UK markets were placid on Friday morning, hanging onto a week of solid gains, as traders digested the mixed signals from data on the economy’s recovery, a volatile pound and fresh travel retrictions.
The UK’s economy expanded 6.6% in July as sectors like pubs and restaurants reopened, according to data from the Office for National Statistics. That was in line with expectations, but after a 20% contraction in the first quarter, output remained 11.7% below its pre-pandemic level in February.
‘While there was a marked bounce back in July, the economy is still languishing way below pre-pandemic levels with so many sectors of the economy suffering from a drop in demand,’ said Susannah Streeter, senior investment and markets analyst at Hargreaves Lansdown.
‘Consumer confidence has taken a battering and with the fresh tightening of social distancing rules once again, it’s likely to take another hit.
‘Already we have seen how newly imposed quarantine rules have affected the travel industry with British Airways’ owner IAG (IAG) and Easyjet (EZJ) announcing more flight cancellations this week due to a fall in bookings and Ryanair (RYA) calling the upcoming winter “a write off”.’
The FTSE 100 teetered around the 6,000 mark in early trading, before striking ahead 0.32%, up 20 points, to 6,022.
That came despite losses in US markets yesterday, with the S&P 500 retreating 1.76% after the Senate voted down a fresh economic relief package.
Sterling firmed 0.2% against the dollar and stabilised above the $1.28 mark at $1.283 but remained on course for a 3% loss this week and its worst five-day performance since March.
The weakness in the pound has been caused by fears of a messy hard Brexit as the UK government announced plans to break international law by breaching the Brexit Withdrawal Agreement treaty signed with the EU in January. The European Commission threatened legal action yesterday, but Boris Johnson’s government has vowed to press ahead with debating the controversial legislation on Monday.
‘This was the week when Brexit returned as a live issue for the markets. In the short-term the increased chances of a messy exit from the EU have been a tailwind for the UK’s flagship stock market index which looks on course for a positive week despite investors being challenged elsewhere by heavy selling on US markets,’ said AJ Bell investment director Russ Mould.
‘This is not a surprise, after all the FTSE 100 has international horizons and the resulting weakness in the pound has boosted the relative value of constituents’ overseas earnings.’
Over the week the blue-chip index has risen 3.9%, or 224 points, shaking off the tech-sell off in the US. The FTSE 250 has gained 251 points, or 1.4%, over five days.
Among blue-chips, IAG was the biggest faller today, down 3.7% to 192.9p, after Portugal was added to the quarantine list yesterday.
Burberry (BRBY) was the biggest gainer, up 2.9% to £15.38, with the market liking plans for the luxury retailer’s first issue of green bonds.

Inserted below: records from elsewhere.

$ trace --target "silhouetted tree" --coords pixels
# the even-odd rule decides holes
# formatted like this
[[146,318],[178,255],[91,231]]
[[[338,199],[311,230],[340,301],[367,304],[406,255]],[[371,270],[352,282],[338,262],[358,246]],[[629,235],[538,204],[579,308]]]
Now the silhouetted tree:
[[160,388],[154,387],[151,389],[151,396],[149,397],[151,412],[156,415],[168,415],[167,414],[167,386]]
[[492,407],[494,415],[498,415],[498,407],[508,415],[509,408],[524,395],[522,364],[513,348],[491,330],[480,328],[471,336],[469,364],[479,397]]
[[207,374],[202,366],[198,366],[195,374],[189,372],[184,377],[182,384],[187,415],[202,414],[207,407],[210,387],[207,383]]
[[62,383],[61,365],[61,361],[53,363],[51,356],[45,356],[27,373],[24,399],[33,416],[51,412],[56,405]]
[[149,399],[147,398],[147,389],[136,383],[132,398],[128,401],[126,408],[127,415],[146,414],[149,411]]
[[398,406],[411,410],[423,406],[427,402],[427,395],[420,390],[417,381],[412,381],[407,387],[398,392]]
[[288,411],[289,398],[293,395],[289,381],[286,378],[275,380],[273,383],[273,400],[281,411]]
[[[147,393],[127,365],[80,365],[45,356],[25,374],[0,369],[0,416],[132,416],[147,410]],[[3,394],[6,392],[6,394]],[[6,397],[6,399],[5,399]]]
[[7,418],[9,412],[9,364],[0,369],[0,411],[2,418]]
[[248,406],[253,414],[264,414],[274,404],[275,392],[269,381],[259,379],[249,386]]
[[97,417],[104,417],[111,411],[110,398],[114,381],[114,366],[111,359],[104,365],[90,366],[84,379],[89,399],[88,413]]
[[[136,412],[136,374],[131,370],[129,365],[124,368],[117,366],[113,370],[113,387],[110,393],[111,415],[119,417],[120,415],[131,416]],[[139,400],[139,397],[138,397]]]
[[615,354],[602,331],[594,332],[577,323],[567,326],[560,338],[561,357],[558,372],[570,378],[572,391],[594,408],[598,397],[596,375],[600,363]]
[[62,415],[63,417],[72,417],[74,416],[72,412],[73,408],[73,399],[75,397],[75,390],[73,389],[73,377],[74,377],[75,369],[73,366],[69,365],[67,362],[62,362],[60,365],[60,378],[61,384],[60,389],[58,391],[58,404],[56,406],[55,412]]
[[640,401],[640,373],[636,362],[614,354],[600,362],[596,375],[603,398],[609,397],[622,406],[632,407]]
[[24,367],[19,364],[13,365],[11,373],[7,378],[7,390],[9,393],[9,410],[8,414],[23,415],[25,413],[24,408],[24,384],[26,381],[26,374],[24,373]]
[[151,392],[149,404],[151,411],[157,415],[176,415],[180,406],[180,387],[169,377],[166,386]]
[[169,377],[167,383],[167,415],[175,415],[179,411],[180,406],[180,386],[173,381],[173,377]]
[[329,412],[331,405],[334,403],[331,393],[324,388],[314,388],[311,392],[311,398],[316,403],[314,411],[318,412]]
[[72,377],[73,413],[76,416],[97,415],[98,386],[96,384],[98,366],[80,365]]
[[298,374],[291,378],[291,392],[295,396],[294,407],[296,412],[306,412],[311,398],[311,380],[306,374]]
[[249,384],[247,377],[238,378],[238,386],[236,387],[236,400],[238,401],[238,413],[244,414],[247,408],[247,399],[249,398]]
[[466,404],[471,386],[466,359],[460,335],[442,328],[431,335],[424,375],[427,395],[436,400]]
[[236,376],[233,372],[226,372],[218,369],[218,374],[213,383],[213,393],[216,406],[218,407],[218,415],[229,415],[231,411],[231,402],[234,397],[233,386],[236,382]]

Rio Tinto (RIO) also rose 1.5%, to £48.55, as chief executive Jean-Sébastien Jacques bowed to investor pressure to step down, drawing a line under a scandal over the destrution of ancient Aboriginal sites in Australia.
The ‘mid-cap’ FTSE 250 index advanced 0.27%, or 47 points, to 17,621.
Royal Mail (RMG) lead the risers, jumping 7% to 236p, as investors continued to respond positively to this week’s trading update showing rapid growth in its parcels business during the pandemic.
Cineworld Group (CINE) led a rally in some beaten-up leisure stocks, advancing 6.1% to 52.6p.
B2B events and information business Ascential (ASCL) fell 5.3% to 294p while Wood Group (WG) retreated 3.7% to 221p as oil prices remained on the back foot.